10 YILDA 5 KEZ İLETİŞİM KOPTU
Altavilla’nın Tofaş’tan ayrılmasından sonra oluşturduğu yeni yönetim kademesinde bir panik havasının yaşandığını tahmin ediyorum. Çünkü yeni yöneticilerin daha 1.5 yılı tamamlamadan, getirildikleri önemli pozisyonlar tehlikeye girmişti. GM Endonezya’dan atanan Ali Pandır’ı kimse tanımıyor, ne olup biteceğini kimse bilmiyordu. Tek beklentileri Altavilla’nın bir an önce Fiat’ın CEO’su olmasıydı.
Ali Pandır hem uzun yıllar sonra Türkiye’ye dönmüş hem de Tofaş gibi zor bir şirketin başına geçmişti. 6 aydan bu yana Türkiye’yi ve Tofaş’ı tanımaya çalışıyordu. Bu yüzden yönetim kademesinde Altavilla gibi keskin değişiklikler yapmadı. Yürüyen önemli projeler olduğu için herşeyin planlandığı gibi yürümesini sağladı.
Ama Linea’nın İstanbul’da yapılan ve büyük beğeni toplayan dünya lansmanı gerçekleştikten sonra ise Pandır cephesinde hareketlilik başladı. Altavilla’nın prensi Emre Akın Sait, 4 Haziran’da görevini bırakacağını açıkladı. Ardından Banu Arman Onur, 1 Haziran itibariyla başka bir şirkette işe başlayacağını söyledi.
Linea gibi başarılı projeden sonra Tofaş’ın kurumsal iletişiminin tepesindeki iki kişinin ayrılması dikkat çekiciydi.
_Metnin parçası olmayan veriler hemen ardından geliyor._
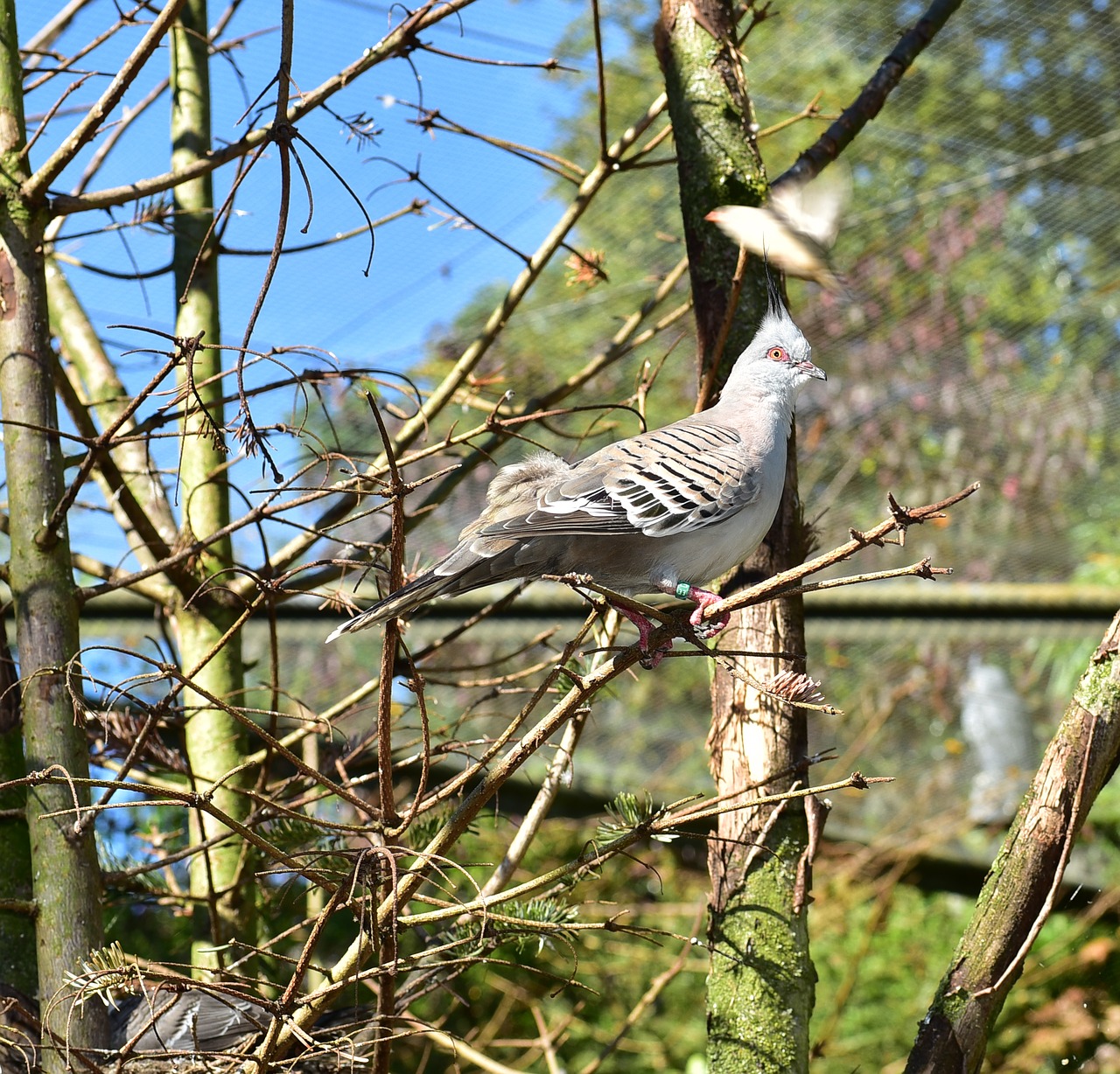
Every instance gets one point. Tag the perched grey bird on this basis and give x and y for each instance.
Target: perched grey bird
(661, 512)
(191, 1021)
(795, 228)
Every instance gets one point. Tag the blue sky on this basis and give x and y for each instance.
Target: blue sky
(424, 268)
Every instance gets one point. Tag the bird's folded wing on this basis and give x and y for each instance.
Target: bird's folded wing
(671, 480)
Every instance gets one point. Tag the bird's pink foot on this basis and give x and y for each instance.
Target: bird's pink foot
(645, 627)
(704, 599)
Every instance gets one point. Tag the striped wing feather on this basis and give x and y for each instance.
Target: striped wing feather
(670, 480)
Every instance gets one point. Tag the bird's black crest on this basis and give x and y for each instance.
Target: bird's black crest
(775, 304)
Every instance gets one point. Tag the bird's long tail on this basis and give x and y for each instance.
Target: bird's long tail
(406, 598)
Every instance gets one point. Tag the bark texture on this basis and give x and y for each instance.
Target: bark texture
(65, 878)
(215, 741)
(760, 980)
(1027, 874)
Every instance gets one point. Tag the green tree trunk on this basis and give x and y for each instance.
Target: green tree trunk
(65, 875)
(215, 741)
(17, 917)
(760, 985)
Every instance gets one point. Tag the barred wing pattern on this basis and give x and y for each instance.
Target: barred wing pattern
(671, 480)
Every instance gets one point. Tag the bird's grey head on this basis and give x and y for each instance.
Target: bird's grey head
(779, 358)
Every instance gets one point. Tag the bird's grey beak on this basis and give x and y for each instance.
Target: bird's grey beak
(813, 371)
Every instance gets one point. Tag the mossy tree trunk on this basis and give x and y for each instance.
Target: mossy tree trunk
(760, 980)
(215, 741)
(65, 878)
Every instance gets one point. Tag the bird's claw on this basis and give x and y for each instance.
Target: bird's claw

Tofaş içinden Ali Pandır’ın bu iki kişiyle yollarını ayırdığı söylenirken, kendileri ise ’biz ayrıldık’ diyerek zirvede bıraktıkları mesajı vermeleri biraz kafaları karıştırdı.
Türkiye’nin en büyük şirketlerinden birinde genç yaşınızda 1 yıldır genel müdür yardımcısı ve müdürseniz kendi isteğinizle ayrılmanız ne kadar mantıklı buna siz karar verin. Sonuçta, kendi istekleriyle veya değil bu iki kişi Tofaş’tan ayrılıyor. Bu da son 10 yıl içinde Tofaş gibi bir devin 6’ıncı kez kurumsal iletişimde sil baştan yapması anlamına geliyor.
Şimdi gözler Tofaş’ın bu kez iletişim bölümünün başına kimleri getireceğinde. Umarım bu kez hem şirketi hem de basını tanıyan kişiler olur. Bekleyip göreceğiz.
Otomotivde Tofaş dışında kemikleşmiş isimler var
Aslında tüm bunları yazmamın sebebi Türkiye’de otomotiv firmalarının yaklaşık 10 yıl önce farkettikleri bugünkü adıyla kurumsal iletişim olan halkla ilişkiler departmanının önemini anlatmak. Halkla ilişkiler bugün otomotiv firmalarının tüketiciye ulaşmak ve ürün pazarlayabilmek için en önemli birimlerinden biri. Siz basınla iletişimde ne kadar başarılıysanız, ürünlerinizi ve yeniliklerinizi o denli iyi anlatır, ulaşmak istediğiniz noktaya gelirsiniz. Bugün otomotivde Tofaş’ın aksine bir çok büyük şirkette kemikleşmiş iletişimciler var. Mercedes’te Tülin Steinhauser, Ford Otosan’da Gonca Sofuoğlu, Renault Mais’te Elçin Ercan Uğuzluoğlu, Citroen’de Ebru Gürbüz, Peugeot’da Nil Evin, VW’de Didem Baltacı, Hyundai’de Nesrin Genç gibi ilk aklıma gelen isimlerle yıllardır iyi bir iletişim içindeyiz. Tofaş’ta artık bu tip bir iletişim stratejisini hayata geçirmeli.